In March of this year, Microsoft asked a federal court to prohibit Kyocera from selling three of its Android phones here in the United States -- at least until the litigation was concluded. According to Microsoft, the Duraforce, Hydro and Brigadier (all Kyocera products) contained technology that violates seven of its patents such as thread scheduling, communications technologies and network management, among others. It was announced on July 2, however, that the two companies had successfully negotiated a settlement of Microsoft's claims.
The licensing agreement negotiated by the two companies will allegedly allow each company to use technology patented by the other. Which patents are affected by the agreement and how much money has -- or will -- change hands is not known.

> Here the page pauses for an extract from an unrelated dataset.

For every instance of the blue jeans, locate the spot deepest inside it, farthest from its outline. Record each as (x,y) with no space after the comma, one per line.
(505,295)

Microsoft also settled with other companies that it filed lawsuits against such as Barnes & Noble and Samsung.
Patent law is designed to protect the intellectual property of an individual or business from being used without the patent holder receiving some sort of compensation in exchange for permission to use the patent. The parties are free to work out the details of what exactly that means. If a patent holder in Texas discovers that another individual or business is using it in violation of these laws, a lawsuit may be filed requesting both monetary and non-monetary damages.